Genomic Characterization of Chromosome 1 of Plasmodium falciparum by Computational Methods
Abstract
Malaria inflicts serious health and economic burdens on many countries throughout the world. The continued emergence of drug-resistant parasites, particularly in Plasmodium falciparum, underscores the need for new therapies and consequently the identification of novel targets for drug development. Increasing worldwide resistance of P. falciparum to traditional chemotherapy strategies such as chloroquine and mefloquine demonstrates the urgent need for the discovery of novel chemotherapeutic agents in the fight against malaria. While the stages of parasitic infection are well documented, until recently, little has been known concerning the regulation of the parasitic life cycle. However, the identity of family of enzymes such as kinases, etc., in P. falciparum with a high degree of sequence conservation to the mammalian targets has allowed researchers to begin investigation of the mechanisms that control passage through the parasitic life cycle. In present study we have conducted gene ontology studies on chromosome 1 of P. falciparum which is source of potential drug targets to fight against malaria to create new drugs or vaccines.
Introduction
In spite of early progress, malaria is still one of the most serious health problems facing humanity. It affects 300-500 million people causing over 2.5 million deaths annually, mostly in children (WHO Report, 1997). Malaria also poses a particular danger to pregnant woman and may lead to miscarriage or low birth weight of the child. In endemic regions, the disease is recognized as serous impediment to economic and social development (Bowman, et al .1999 and Ohashi et al., 2002). It is well know that malaria is caused by protozoan parasites of the genus Plasmodium.
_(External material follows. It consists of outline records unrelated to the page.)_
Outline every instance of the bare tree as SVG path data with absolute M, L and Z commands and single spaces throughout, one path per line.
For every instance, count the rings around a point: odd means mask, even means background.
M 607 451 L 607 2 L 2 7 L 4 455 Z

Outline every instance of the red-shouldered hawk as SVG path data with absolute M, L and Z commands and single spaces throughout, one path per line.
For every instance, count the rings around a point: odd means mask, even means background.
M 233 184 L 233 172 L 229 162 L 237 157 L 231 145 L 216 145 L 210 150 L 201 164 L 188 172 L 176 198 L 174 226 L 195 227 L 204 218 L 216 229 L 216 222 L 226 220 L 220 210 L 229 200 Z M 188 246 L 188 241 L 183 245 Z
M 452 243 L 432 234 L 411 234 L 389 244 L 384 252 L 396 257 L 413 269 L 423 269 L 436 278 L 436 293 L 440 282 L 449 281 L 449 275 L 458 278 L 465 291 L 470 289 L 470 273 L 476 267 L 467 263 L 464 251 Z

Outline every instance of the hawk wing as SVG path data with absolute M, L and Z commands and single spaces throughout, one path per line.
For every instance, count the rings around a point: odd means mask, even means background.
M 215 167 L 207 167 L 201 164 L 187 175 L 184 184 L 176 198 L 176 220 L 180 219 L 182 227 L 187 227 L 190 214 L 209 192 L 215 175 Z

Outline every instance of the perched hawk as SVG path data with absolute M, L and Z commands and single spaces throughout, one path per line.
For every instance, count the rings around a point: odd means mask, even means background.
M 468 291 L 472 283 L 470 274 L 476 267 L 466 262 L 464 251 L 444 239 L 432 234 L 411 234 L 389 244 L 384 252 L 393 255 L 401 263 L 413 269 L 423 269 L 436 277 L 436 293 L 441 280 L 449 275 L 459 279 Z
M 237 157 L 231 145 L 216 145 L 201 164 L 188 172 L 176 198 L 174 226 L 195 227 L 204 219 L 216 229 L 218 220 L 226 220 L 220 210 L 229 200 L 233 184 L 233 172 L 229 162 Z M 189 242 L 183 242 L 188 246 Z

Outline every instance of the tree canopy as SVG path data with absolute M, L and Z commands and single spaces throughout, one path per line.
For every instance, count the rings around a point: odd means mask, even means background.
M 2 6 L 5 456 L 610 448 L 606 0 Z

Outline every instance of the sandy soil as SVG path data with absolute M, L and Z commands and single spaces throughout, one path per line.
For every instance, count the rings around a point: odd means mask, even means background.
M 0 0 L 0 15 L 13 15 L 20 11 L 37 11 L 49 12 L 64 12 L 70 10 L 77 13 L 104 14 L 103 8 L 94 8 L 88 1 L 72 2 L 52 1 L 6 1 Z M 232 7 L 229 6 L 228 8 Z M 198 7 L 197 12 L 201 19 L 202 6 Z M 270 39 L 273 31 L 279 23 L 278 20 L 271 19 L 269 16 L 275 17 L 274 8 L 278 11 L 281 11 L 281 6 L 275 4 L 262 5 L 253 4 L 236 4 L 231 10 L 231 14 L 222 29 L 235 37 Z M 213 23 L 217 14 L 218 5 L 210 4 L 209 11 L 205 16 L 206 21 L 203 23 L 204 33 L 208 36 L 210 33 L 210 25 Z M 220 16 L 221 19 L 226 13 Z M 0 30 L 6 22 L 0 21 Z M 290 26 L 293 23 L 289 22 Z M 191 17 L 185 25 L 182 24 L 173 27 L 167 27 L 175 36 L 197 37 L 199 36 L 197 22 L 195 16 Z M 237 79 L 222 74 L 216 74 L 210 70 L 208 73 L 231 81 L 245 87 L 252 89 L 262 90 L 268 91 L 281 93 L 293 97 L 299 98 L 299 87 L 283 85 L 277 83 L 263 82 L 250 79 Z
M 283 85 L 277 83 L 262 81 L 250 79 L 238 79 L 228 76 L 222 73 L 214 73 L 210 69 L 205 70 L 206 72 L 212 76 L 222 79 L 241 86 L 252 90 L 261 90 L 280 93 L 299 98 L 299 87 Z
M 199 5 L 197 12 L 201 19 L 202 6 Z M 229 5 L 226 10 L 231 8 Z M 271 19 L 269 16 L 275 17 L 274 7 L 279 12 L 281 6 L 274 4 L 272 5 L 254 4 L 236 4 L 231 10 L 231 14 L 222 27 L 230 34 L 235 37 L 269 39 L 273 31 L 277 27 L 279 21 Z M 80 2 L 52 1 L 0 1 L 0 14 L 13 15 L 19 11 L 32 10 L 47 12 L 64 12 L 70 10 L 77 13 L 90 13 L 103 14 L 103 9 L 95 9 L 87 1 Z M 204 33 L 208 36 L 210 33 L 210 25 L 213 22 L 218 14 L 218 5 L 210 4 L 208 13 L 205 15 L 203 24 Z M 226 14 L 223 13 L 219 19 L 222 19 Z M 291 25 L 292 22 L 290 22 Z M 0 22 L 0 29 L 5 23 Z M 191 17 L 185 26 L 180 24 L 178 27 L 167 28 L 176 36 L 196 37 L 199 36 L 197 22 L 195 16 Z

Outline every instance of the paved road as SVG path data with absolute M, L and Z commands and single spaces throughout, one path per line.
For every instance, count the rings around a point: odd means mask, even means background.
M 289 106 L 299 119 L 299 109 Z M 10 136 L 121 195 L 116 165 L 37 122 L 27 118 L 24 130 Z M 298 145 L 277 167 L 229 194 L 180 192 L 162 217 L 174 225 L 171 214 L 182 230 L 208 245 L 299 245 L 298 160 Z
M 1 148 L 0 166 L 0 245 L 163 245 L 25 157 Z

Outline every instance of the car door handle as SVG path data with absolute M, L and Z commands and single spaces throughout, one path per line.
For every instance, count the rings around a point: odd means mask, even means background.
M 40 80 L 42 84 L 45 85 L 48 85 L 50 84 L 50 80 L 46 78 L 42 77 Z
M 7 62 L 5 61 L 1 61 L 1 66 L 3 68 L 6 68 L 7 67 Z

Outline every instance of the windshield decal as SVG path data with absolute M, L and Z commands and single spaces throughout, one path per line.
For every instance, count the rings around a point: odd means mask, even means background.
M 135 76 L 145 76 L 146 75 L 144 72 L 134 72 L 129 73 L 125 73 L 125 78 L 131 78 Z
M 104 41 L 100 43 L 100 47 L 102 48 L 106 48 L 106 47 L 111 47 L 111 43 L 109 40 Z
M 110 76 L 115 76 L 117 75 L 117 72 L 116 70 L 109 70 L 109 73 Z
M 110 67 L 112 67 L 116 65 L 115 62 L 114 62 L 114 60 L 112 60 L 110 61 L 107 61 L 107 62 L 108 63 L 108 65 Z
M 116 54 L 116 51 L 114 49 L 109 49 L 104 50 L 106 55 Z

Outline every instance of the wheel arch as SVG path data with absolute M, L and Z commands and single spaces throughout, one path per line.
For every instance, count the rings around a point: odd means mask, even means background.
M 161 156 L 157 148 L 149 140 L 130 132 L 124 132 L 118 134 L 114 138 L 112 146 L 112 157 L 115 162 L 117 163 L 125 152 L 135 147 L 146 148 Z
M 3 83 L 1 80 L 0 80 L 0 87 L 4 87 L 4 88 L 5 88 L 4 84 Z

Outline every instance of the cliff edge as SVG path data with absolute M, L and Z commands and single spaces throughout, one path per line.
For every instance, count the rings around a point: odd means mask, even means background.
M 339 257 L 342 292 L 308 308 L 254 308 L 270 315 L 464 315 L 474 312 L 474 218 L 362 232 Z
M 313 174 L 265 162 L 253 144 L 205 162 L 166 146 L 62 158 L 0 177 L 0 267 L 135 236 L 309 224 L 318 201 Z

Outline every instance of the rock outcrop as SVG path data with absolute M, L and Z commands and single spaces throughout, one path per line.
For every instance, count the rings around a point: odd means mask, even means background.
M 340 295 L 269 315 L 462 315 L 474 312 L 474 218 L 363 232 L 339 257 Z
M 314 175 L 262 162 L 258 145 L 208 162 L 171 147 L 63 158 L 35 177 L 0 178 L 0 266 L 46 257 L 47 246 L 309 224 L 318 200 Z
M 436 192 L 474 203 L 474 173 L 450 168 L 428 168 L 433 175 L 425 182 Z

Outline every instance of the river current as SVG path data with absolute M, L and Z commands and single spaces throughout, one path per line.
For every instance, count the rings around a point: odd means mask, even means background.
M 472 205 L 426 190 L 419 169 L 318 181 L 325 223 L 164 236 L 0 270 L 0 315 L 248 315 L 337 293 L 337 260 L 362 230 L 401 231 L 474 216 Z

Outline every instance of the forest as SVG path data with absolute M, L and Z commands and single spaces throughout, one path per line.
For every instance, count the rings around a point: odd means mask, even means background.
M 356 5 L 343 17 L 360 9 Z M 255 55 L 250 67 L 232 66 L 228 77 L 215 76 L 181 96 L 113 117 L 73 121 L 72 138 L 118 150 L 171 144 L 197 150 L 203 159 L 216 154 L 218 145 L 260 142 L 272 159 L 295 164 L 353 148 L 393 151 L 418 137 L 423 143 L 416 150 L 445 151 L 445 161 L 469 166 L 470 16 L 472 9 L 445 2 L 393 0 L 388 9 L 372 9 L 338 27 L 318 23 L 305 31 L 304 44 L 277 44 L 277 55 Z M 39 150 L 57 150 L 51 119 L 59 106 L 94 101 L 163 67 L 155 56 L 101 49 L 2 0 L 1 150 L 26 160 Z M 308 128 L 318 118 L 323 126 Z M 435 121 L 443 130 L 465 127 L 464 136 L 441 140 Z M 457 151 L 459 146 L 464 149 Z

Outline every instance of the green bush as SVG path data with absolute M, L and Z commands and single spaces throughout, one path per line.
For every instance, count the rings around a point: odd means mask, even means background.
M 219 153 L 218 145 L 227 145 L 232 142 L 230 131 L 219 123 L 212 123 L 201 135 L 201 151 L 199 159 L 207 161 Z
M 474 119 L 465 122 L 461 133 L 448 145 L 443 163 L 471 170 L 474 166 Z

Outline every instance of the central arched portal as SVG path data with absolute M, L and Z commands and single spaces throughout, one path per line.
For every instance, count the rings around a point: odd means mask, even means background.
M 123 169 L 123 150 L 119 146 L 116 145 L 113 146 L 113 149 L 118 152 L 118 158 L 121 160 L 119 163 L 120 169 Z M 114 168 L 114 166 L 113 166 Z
In humans, four species are responsible for malaria: P. falciparum, P. vivax, P. ovale, and P. malariae. The first one is the most dangerous. Two aspects have currently stimulated new efforts regarding medicinal and molecular studies about malaria: the rapid emergence of P. falciparum strains resistant to currently available antimalarial drugs (Newton and White, 1999) and the inefficacy of malarial vaccines (Soares and Rodrigues, 1998). The life cycle of Plasmodium is very complex (Fig.1). While stages of parasitic infection are well documented, until recently, little has been known concerning the regulation of the parasitic life cycle. Infections are usually transmitted by the bites of infected female Anopheles mosquitoes. The sporozoites are the infective stage, which migrate to the salivary glands of the mosquito where they are injected into the blood of the next host when the female mosquito bites. Because of the complex life cycle of these parasites it is difficult to develop a vaccine.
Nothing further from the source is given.